Monday, June 2, 2008

Taylorism or Tailorism?

It’s been almost a century since the publication of The Principles of Scientific Management. Is there a new Frederick Winslow Taylor, a student of knowledge worker scientific management?

There are a number of drivers in knowledge work and a number of reasons why Taylor’s approach does not work well in this area. For example, there are cost savings arguments to standardization in more complex organizations. Contributing to this is lower employee tenure. According to the Bureau of Labor Statistics, average employee tenure fell since 1996 (from the BLS study “Median years of tenure with current employer for employed wage and salary workers by age and sex, selected years, 1996-2006”). Tenures decreased the most for employee ages 35-44 (a drop of 7.5% to 4.9 years), ages 45-54 (a drop of 12% to 7.3 years), and ages 55-64 (a drop of 8.8% to 9.3 years). When employees change employers more frequently, they must spend more time ramping up in order to add value in their new organization. It would seem that lower tenures add to the benefits of process standardization for knowledge workers.

But there is a limit to how deeply an organization of knowledge workers will want to standardize processes.

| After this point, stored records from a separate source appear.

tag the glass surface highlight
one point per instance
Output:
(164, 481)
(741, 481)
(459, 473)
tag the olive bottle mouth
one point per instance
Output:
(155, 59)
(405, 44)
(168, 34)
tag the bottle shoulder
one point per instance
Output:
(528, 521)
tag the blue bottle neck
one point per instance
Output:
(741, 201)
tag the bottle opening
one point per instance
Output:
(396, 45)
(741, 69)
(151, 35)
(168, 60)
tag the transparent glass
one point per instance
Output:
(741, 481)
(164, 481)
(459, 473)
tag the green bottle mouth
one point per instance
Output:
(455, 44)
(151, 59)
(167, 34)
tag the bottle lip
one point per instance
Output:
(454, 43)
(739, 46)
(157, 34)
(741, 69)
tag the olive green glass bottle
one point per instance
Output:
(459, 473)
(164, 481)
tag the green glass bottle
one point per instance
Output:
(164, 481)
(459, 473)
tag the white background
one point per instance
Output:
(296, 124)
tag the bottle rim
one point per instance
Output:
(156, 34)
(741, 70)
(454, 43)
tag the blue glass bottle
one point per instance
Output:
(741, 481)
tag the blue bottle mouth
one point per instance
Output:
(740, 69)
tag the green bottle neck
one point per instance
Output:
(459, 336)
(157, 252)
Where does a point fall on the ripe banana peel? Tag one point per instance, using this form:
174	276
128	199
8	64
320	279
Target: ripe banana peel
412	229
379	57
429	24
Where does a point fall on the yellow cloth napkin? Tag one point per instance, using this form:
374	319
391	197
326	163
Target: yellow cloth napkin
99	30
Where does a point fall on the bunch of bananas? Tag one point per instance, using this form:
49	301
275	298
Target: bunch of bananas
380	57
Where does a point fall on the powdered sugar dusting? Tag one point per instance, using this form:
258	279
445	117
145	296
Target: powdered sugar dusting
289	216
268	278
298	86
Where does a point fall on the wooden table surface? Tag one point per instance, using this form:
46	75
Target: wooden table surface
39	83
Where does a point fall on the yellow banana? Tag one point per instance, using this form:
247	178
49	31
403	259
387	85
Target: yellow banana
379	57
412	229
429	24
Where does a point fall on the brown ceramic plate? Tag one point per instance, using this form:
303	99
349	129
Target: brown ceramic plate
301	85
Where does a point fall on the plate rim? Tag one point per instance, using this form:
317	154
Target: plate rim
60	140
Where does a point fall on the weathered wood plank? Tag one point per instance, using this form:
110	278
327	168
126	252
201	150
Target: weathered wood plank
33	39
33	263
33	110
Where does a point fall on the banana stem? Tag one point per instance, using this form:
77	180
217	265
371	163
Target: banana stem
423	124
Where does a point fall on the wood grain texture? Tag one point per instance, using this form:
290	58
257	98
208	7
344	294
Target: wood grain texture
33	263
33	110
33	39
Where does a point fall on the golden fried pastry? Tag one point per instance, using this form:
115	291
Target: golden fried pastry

The problem is that knowledge work tends to be less easily compartmentalized and that knowledge workers, like the manual workers of Taylor’s factories, often resent being told how to do their jobs, especially as it may make them feel like cogs.

What do the stakeholders -- the organization, the employees, the customers – gain and lose from a process-heavy approach? To the organization: possible gains in productivity but less flexibility to act on creative ideas that produce future productivity gains. To the employees: possible improvements in efficiency in some tasks but lower job satisfaction, depending on disposition. To the customers: perhaps lower prices, but possibly less customized service.

Then I thought of my old tailor from when I was based in Hong Kong. His business was incredibly customer-centric. I would stop by his shop, have a cup of tea, talk about work, look at some fabric, talk about suit styles, talk about the family and then make a purchase decision. A very long, inconsistent and inefficient process. Behind the scenes, cutting cloth and sewing, he may have been efficient, but to the customer he gave a personal and, well, tailored series of interactions. I’d say that to some degree the knowledge worker is a customer of his/her employer.

Maybe not all of what passes as inefficiency is true loss.